El especialista cuestiona la utilidad de la melatonina y alerta de que su eficacia no está demostrada

La melatonina se ha convertido en uno de los productos más buscados por quienes quieren dormir mejor, pero su popularidad no siempre va acompañada de evidencia científica. El doctor García Borreguero, neurólogo y psiquiatra especializado en patología del sueño y con más de 20 años de experiencia, cuestiona la utilidad real de un producto cuya eficacia, sostiene, «no está demostrada».

El reloj biológico, bajo presión

Dormir mal se ha normalizado en una sociedad cada vez más sometida a pantallas, horarios cambiantes y luz artificial. Para García Borreguero, ese es el verdadero problema de fondo: «vivimos en una sociedad de 24 horas». El cerebro recibe señales confusas sobre cuándo debe activarse y cuándo debe descansar.
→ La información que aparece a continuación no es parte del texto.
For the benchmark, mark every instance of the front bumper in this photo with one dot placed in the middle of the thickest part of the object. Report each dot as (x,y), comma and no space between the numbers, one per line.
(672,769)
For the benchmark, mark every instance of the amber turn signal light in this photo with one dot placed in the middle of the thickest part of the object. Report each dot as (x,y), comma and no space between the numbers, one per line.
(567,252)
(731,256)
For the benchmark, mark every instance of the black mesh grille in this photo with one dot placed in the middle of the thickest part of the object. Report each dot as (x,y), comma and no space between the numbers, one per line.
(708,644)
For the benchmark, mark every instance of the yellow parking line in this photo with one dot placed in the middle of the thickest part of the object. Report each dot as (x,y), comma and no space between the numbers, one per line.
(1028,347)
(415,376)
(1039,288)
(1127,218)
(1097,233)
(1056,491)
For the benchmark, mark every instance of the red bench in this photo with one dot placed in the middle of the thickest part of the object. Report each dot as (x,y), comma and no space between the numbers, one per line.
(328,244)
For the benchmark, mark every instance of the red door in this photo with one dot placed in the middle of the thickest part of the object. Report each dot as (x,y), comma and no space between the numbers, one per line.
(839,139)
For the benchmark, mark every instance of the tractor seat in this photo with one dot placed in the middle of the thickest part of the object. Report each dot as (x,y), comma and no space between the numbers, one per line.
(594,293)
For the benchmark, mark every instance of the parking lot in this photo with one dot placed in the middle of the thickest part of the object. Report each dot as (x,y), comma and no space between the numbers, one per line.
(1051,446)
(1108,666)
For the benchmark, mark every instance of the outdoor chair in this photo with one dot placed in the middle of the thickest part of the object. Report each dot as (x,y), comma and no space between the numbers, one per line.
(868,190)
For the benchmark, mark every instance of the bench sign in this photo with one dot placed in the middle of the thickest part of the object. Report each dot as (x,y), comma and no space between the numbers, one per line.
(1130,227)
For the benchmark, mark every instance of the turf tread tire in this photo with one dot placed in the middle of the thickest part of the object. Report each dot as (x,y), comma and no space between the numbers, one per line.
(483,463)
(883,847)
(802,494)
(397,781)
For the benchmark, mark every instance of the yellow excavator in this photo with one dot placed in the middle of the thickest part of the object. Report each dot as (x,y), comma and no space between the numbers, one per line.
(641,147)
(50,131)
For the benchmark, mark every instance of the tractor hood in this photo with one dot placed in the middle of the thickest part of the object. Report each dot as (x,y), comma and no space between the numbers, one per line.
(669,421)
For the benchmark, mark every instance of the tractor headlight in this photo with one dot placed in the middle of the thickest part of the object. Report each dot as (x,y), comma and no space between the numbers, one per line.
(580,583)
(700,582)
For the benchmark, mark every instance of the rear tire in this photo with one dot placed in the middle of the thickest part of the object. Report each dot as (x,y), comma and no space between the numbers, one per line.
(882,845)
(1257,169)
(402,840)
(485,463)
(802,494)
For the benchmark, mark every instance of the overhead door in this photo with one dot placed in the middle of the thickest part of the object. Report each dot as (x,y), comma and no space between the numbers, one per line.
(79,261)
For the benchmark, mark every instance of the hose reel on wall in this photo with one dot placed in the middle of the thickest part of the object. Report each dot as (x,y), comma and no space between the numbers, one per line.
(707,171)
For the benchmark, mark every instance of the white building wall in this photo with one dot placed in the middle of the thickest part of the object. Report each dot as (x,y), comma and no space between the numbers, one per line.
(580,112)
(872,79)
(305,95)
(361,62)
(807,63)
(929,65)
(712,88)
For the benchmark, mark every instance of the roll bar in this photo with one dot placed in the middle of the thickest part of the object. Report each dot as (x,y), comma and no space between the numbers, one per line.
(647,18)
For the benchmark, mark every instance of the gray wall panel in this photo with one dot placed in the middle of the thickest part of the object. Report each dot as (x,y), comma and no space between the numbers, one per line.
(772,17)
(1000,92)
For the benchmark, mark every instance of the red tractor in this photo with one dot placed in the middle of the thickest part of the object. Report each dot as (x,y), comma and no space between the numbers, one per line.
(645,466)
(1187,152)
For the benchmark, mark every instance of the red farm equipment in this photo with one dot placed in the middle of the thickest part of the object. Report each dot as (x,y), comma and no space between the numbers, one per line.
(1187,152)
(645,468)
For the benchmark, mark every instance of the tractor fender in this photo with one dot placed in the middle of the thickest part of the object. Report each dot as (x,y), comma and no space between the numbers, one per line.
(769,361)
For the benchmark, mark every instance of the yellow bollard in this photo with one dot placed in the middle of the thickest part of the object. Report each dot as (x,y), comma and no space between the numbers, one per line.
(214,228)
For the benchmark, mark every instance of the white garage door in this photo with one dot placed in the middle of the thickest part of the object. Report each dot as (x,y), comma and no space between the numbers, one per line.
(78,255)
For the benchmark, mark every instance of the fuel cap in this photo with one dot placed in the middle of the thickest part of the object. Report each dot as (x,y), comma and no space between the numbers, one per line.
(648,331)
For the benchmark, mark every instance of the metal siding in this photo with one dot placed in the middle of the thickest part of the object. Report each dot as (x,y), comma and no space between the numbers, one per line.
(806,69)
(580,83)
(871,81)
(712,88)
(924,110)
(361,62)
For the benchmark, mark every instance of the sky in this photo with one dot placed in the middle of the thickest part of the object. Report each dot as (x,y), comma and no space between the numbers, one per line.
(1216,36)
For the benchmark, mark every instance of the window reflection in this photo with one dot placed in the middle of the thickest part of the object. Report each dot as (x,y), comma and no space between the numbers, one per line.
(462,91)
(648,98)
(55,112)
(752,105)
Esto acaba alterando el sueño.

El especialista insiste en que el cuerpo necesita referencias claras para funcionar con normalidad. «La exposición a la luz externa es fundamental», recuerda, porque el reloj biológico depende de esa señal para sincronizarse con el día y la noche.

Cuando ese mecanismo se altera, «todo esto debilita la memoria de ese reloj», y el resultado es dormir peor, conciliar peor el sueño y despertarse con menos energía.

A esa confusión se suma un fenómeno cada vez más extendido: el jet lag social. Cambiar drásticamente los horarios de sueño entre semana y fin de semana —acostarse a las once de lunes a jueves y a las cuatro el sábado— equivale, según el experto, a «irse a Nueva York y volver cada siete días».

El reloj interno no diferencia si el desfase viene de un viaje en avión o de una noche de fiesta; simplemente interpreta cualquier cambio brusco como una desorganización que lo desajusta.

La eficacia de la melatonina

En ese contexto, la melatonina ha ganado terreno como una solución rápida frente al insomnio. Pero García Borreguero pide prudencia. «La melatonina no es patentable» y «no ha seguido los mismos mecanismos regulatorios que un fármaco», señala.
Esa diferencia, en su opinión, explica parte de la confusión que rodea a su uso y a su presunta eficacia.

«No hay pruebas de que sea dañina, pero tampoco hay pruebas de que sea útil». Insiste en que el debate sobre este suplemento se ha instalado muchas veces en el terreno de la costumbre, no en el de la evidencia.

«Su eficacia no está demostrada», reafirma, sobre todo si se espera que resuelva por sí sola un problema que suele estar relacionado con hábitos de sueño desordenados, exposición nocturna a pantallas y falta de regularidad.

La advertencia conecta con una idea que atraviesa toda la entrevista: «dormir mal suele ser el primer síntoma» de que algo no funciona bien. La falta de descanso no solo provoca cansancio, sino que también afecta al estado de ánimo, a la concentración y, a medio plazo, a la salud general.

Más allá de una pastilla

Por eso, insiste en que la prioridad no debe ser buscar un atajo químico, sino reconstruir las condiciones que permiten dormir de forma natural. A ello suma una crítica más amplia a los hábitos contemporáneos. La costumbre de alargar el día hasta el límite, revisar el móvil en la cama o mantener una actividad mental intensa hasta el último minuto contribuye, según explica, a debilitar la señal de sueño.

El valor del descanso

El cerebro necesita una transición clara entre la vigilia y el descanso, y ese margen se está reduciendo en una sociedad que ya no distingue bien entre la hora de trabajar, de desconectar o de irse a dormir.

En ese sentido, el experto insiste en que la melatonina puede tener un papel puntual en casos concretos, pero no sustituye una buena higiene del sueño ni corrige un estilo de vida que empuja al organismo a descansar peor.

Su mensaje, en el fondo, es una llamada a recuperar hábitos básicos en medio de una cultura que busca soluciones inmediatas para problemas cada vez más complejos.